After making the 30+ hour trek all the way to the land down under, I was immediately greeted with warm weather and welcoming people. The first day I spent in Sydney I actually travelled about an hour north to Katoomba, where an iconic New South Wales mountains range, the Blue Mountains, is located. After trudging/slowly dying on a four-hour hike (nothing works off jet lag like hiking up and down 900 stairs, right?), my tour group and I headed off to Featherdale Wildlife Park where we spent the rest of the day playing with kangaroos and wallabies and petting koalas. Just your typical day in Australia. This was not the last time I would visit the Blue Mountains while living in Sydney, I also spent a weekend volunteering with the Wilderness Society during their 100K bushwalk. Being the young and able college kid that I am, I was of course assigned the 8pm-6am shift. Even though I was convinced I had contracted hypothermia it was an amazing experience and I met some incredible people through the organization that are interested in the same things that I am. I HIGHLY recommend getting involved with at least one organization while studying abroad. It helps you to spend some of your time giving back to the community that you are now calling home as well as meeting very inspirational people that you will start to think of as friends.

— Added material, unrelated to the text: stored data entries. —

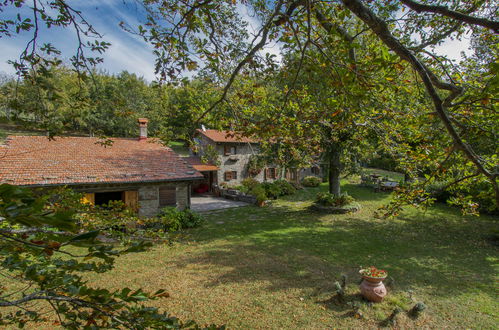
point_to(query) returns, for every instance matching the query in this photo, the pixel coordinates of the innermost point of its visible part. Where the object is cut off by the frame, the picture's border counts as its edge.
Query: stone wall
(238, 162)
(183, 192)
(148, 201)
(148, 194)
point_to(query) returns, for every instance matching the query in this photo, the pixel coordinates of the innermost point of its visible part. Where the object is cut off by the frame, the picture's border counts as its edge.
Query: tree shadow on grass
(419, 252)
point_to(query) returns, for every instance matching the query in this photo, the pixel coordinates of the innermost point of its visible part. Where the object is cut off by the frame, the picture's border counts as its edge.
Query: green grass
(275, 267)
(395, 176)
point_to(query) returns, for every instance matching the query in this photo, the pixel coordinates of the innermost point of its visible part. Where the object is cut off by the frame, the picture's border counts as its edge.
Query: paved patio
(210, 203)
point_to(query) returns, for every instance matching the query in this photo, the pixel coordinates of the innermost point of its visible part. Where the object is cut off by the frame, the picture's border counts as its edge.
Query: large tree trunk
(334, 171)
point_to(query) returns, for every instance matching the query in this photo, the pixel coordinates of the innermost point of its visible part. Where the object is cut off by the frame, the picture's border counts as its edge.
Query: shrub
(311, 181)
(259, 192)
(285, 187)
(328, 199)
(271, 190)
(249, 183)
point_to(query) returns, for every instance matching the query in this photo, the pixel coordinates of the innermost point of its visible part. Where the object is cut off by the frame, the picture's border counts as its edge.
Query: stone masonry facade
(237, 162)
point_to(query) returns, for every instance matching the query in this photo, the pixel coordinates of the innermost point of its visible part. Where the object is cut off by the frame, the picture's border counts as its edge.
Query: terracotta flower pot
(372, 288)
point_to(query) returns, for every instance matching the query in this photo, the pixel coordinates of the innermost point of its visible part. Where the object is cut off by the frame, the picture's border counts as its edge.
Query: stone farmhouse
(141, 172)
(234, 153)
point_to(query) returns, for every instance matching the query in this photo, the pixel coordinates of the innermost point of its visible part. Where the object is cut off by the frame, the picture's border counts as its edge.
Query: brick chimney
(143, 128)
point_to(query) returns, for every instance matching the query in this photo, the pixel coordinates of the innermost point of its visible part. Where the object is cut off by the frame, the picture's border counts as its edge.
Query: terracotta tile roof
(36, 160)
(225, 136)
(198, 164)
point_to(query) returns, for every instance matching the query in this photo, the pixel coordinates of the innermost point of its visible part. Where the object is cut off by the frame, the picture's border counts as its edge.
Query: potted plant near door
(260, 195)
(372, 287)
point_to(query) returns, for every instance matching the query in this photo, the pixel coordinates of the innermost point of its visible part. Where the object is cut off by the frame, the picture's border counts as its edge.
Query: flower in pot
(372, 287)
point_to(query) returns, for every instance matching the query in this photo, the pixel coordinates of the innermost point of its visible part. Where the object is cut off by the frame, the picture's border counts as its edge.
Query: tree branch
(380, 28)
(263, 40)
(445, 11)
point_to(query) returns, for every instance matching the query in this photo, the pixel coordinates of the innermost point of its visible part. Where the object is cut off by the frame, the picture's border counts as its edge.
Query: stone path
(210, 203)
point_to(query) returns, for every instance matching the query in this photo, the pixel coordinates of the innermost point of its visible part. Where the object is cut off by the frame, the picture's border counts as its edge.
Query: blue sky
(127, 52)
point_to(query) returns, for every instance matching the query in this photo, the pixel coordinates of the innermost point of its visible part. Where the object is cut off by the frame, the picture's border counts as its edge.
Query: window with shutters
(230, 150)
(167, 196)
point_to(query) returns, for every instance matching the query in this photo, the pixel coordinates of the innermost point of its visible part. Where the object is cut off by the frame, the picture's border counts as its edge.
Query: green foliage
(45, 254)
(250, 183)
(311, 181)
(260, 193)
(328, 199)
(285, 187)
(255, 164)
(271, 190)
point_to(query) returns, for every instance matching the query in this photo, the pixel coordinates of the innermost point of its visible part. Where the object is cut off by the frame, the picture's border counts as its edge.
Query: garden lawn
(275, 267)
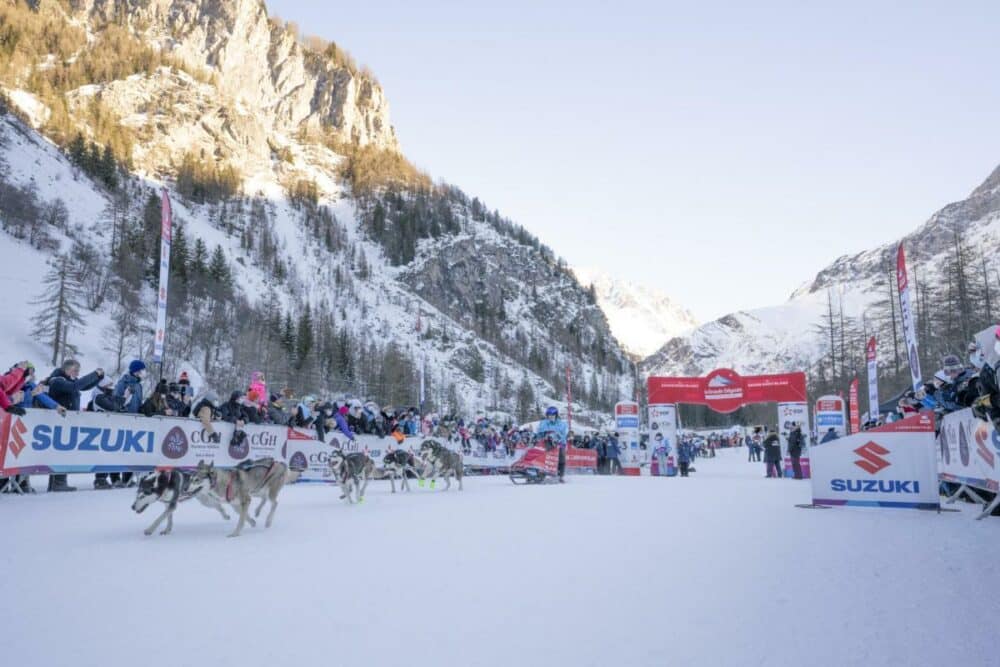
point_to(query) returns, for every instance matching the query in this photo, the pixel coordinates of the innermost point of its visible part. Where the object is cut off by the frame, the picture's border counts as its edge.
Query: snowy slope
(640, 317)
(781, 337)
(498, 575)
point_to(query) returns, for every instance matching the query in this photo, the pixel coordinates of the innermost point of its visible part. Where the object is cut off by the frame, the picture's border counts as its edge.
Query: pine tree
(59, 307)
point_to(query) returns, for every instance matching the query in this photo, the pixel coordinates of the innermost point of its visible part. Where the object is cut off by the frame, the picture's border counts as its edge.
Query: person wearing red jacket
(10, 385)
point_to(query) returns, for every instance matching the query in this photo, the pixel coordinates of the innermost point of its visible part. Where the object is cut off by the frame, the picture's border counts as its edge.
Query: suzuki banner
(969, 451)
(166, 233)
(41, 443)
(906, 312)
(872, 356)
(724, 390)
(789, 414)
(631, 455)
(663, 439)
(890, 466)
(830, 414)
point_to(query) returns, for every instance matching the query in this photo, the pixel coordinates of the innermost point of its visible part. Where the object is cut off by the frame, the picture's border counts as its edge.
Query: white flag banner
(909, 332)
(872, 355)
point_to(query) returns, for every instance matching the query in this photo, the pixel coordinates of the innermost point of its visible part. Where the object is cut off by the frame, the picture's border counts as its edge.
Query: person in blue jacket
(685, 452)
(128, 391)
(558, 429)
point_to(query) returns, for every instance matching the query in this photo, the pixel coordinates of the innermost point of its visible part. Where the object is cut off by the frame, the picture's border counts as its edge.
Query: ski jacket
(556, 427)
(10, 383)
(131, 385)
(66, 391)
(795, 443)
(772, 448)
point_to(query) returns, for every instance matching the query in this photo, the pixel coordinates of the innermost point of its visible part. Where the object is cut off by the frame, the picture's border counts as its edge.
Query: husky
(263, 478)
(439, 459)
(172, 487)
(401, 463)
(353, 472)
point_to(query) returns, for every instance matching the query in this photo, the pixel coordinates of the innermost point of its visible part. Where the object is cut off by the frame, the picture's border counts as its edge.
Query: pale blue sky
(720, 152)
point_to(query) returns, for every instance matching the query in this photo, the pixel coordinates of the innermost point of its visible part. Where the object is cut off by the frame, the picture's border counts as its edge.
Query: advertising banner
(724, 390)
(890, 466)
(830, 414)
(41, 442)
(627, 426)
(906, 311)
(871, 354)
(969, 451)
(854, 407)
(166, 232)
(663, 439)
(788, 414)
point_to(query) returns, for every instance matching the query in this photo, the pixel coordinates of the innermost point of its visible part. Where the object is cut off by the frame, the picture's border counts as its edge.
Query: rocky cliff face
(259, 65)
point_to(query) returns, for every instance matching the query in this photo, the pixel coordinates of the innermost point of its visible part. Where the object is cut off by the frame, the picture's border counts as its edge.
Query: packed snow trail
(716, 569)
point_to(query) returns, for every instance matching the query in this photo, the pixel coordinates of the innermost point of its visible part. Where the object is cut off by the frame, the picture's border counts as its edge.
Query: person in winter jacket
(558, 430)
(11, 384)
(685, 452)
(772, 453)
(128, 391)
(795, 442)
(614, 451)
(340, 417)
(65, 386)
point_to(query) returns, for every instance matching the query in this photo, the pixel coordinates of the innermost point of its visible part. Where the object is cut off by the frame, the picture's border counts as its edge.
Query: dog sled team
(264, 478)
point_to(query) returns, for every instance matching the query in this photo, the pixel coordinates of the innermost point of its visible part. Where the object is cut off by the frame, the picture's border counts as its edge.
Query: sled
(539, 464)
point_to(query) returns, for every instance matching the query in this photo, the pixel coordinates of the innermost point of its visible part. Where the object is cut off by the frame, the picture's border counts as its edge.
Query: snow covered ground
(716, 569)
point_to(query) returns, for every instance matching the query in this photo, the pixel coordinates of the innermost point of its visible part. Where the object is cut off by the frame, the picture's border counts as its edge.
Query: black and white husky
(439, 460)
(353, 472)
(172, 487)
(400, 462)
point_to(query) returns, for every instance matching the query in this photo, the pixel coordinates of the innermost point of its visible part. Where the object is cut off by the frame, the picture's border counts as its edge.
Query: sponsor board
(890, 466)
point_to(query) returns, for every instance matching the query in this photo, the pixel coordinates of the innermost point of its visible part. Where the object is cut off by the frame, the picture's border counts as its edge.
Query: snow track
(716, 569)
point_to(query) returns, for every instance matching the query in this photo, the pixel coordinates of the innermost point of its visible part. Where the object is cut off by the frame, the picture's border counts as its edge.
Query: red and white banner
(830, 414)
(854, 408)
(724, 390)
(909, 329)
(871, 355)
(890, 466)
(969, 451)
(166, 233)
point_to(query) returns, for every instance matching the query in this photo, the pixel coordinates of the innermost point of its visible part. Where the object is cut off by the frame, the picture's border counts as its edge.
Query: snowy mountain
(640, 317)
(784, 337)
(335, 266)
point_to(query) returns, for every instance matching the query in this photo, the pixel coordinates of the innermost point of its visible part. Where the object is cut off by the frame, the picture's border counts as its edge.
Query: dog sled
(539, 464)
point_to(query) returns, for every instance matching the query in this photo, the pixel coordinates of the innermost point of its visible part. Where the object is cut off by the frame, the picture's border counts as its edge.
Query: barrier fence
(41, 442)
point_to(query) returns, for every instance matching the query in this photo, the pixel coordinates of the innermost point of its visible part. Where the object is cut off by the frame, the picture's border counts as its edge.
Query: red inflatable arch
(724, 390)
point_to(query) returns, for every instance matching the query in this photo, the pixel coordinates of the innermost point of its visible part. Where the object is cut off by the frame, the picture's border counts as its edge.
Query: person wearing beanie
(340, 417)
(128, 391)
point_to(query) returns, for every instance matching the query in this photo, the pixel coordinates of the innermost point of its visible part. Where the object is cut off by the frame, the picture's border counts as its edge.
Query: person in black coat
(65, 386)
(795, 442)
(772, 453)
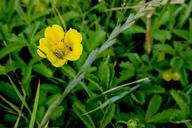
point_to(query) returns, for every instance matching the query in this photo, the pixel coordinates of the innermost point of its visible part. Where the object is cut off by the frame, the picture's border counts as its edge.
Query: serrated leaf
(180, 101)
(79, 109)
(176, 63)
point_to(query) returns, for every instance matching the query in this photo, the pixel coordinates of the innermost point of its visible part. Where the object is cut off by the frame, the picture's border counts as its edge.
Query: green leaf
(190, 29)
(135, 29)
(43, 70)
(179, 98)
(19, 95)
(182, 33)
(94, 41)
(52, 98)
(139, 97)
(104, 73)
(57, 112)
(165, 48)
(79, 109)
(162, 35)
(108, 116)
(7, 89)
(40, 113)
(35, 106)
(128, 71)
(2, 70)
(153, 106)
(176, 63)
(68, 70)
(50, 88)
(163, 116)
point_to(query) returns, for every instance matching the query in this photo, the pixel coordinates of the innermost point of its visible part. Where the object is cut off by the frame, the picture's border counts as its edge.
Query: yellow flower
(170, 75)
(59, 47)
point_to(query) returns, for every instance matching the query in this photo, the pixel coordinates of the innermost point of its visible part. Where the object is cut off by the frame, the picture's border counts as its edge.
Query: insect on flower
(59, 47)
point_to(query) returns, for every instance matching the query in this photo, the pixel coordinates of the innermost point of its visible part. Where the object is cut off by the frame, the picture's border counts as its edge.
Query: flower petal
(58, 30)
(73, 36)
(43, 47)
(76, 52)
(55, 61)
(54, 33)
(41, 54)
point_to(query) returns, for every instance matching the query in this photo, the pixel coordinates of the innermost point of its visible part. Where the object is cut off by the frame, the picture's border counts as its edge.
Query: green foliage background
(159, 97)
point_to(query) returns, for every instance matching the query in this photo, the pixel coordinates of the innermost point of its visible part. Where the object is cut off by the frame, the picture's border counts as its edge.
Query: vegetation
(134, 71)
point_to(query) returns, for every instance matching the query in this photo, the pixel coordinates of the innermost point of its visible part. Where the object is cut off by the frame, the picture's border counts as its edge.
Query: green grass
(134, 71)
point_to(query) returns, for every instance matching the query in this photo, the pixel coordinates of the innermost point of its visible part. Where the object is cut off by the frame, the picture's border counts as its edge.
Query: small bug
(58, 54)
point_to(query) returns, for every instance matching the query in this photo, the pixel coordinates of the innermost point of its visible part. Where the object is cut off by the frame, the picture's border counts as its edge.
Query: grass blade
(35, 106)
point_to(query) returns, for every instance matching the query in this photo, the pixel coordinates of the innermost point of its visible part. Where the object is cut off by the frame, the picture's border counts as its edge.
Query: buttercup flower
(59, 47)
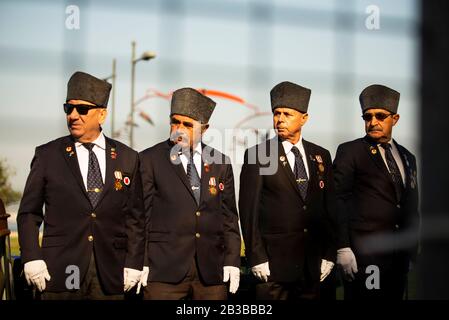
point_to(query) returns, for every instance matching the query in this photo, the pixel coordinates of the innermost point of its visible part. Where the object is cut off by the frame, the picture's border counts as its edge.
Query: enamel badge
(70, 151)
(113, 154)
(118, 185)
(126, 181)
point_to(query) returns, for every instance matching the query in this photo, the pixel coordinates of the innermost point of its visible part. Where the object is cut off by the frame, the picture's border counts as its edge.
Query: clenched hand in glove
(346, 260)
(130, 278)
(143, 278)
(326, 268)
(261, 271)
(36, 273)
(231, 274)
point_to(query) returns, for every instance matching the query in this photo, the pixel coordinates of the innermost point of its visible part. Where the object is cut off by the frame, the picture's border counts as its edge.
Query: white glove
(261, 271)
(36, 273)
(326, 268)
(143, 279)
(231, 274)
(346, 260)
(130, 278)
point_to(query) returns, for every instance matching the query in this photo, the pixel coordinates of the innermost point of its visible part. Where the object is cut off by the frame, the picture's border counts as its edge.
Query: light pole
(147, 55)
(113, 77)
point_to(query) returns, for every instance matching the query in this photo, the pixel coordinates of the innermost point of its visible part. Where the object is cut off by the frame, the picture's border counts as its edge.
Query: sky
(241, 47)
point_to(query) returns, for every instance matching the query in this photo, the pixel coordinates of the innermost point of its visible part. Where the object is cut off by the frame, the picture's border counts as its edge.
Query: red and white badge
(126, 181)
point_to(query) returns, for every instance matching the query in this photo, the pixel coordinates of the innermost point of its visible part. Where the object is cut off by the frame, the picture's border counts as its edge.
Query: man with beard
(193, 238)
(377, 197)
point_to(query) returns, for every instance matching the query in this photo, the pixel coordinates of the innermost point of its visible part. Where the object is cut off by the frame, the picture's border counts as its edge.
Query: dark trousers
(191, 287)
(392, 286)
(294, 291)
(90, 288)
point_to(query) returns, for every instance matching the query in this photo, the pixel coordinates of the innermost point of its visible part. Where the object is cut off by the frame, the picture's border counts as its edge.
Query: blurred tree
(7, 194)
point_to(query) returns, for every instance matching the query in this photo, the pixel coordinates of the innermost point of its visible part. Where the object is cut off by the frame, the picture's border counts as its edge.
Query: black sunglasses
(379, 116)
(82, 109)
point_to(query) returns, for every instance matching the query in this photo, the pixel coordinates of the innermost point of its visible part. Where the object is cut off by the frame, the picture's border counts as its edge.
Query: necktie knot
(89, 146)
(296, 152)
(386, 146)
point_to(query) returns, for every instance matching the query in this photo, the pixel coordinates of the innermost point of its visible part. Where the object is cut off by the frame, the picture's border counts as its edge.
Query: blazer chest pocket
(120, 243)
(158, 236)
(53, 242)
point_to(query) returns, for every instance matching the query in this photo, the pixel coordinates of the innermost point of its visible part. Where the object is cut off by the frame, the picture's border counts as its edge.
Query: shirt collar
(288, 145)
(198, 149)
(99, 142)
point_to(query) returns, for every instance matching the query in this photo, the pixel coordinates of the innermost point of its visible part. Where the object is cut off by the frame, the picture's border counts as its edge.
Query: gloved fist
(261, 271)
(36, 273)
(130, 278)
(348, 264)
(326, 268)
(143, 279)
(231, 274)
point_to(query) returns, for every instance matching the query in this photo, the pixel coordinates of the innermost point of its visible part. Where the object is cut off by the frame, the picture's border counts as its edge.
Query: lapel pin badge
(126, 181)
(118, 175)
(118, 185)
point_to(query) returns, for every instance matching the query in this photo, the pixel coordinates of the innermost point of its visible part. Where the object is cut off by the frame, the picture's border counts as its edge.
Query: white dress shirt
(396, 156)
(83, 157)
(196, 159)
(291, 157)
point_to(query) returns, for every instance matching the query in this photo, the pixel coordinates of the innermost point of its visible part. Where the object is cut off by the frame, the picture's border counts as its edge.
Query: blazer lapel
(111, 159)
(311, 163)
(206, 174)
(285, 167)
(374, 153)
(69, 153)
(175, 162)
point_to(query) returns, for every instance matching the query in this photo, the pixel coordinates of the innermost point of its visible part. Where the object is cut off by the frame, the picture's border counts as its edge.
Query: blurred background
(238, 49)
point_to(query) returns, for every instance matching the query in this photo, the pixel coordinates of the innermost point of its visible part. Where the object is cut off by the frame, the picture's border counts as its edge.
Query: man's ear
(395, 118)
(102, 116)
(204, 128)
(305, 117)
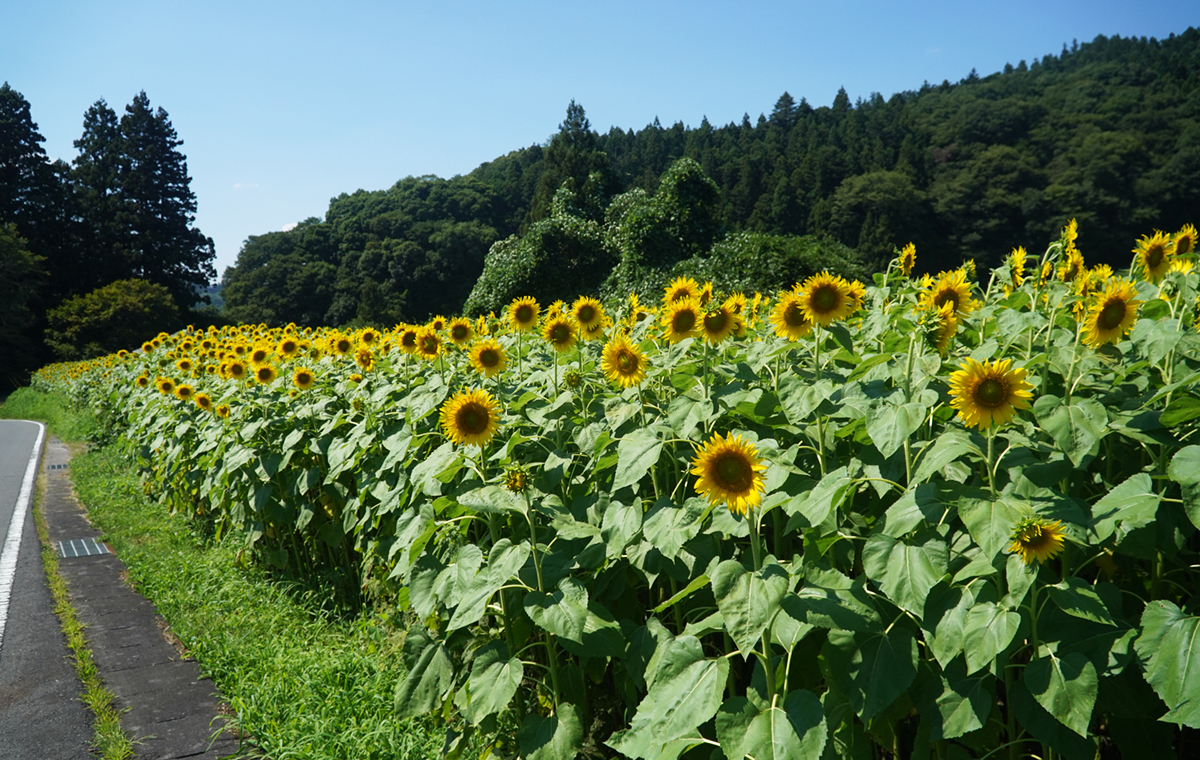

Living in a city like Sydney was personally a very easy adjustment because it is a major city in an English speaking country. At many times I felt like I was living in an older, cleaner version of New York City, until you randomly went by the Opera House. Even though Australians do speak the same language, there are still many words and phrases that you have to get used to. I have now come home calling a jacket a “jumper” and candies are now “lollies” and so on. It’s kind of funny, you get made fun of, in a joking way, for saying different words and pronouncing things differently (its not falafel its really faaaalafal according to the Aussies) when you are in Australia but when you come back you, and everyone you talk to, notice that being over there for just 5 months has changed the way you say sentences.
Sydney has lots of clubs and bars to go to at night, as well as many museums and art galleries to go to during the day. The Taronga Zoo and the Sydney Aquarium are both located near the heart of Sydney where you can see many different animal species with the Opera House or the Harbour Bridge in the background. Weather in Sydney is also perfect. If you are going there around February for spring semester as I did, you will be arriving towards the end of their summer. There is nothing better than getting on the plane in America with jeans and a sweatshirt on and arriving in Australia immediately needing to change into shorts and a tank top. The warm weather is a perfect excuse to hit up all of the incredible beaches that Sydney has to offer. You can jump on a bus, train, or ferry and go to any of the iconic beaches around the city. There is also a very famous walk that goes from Coogee beach, through Bronte beach, and ends up at the infamous Bondi beach. While the walk takes about 5 hours, the views are completely worth it. I could go on forever about what to do in Sydney, but part of the fun is figuring out what to do while you are there! Being such a big and diverse city, there is literally something for everyone depending on your interests. So just grab your “sunnies” and head out exploring the fantastic city, mate!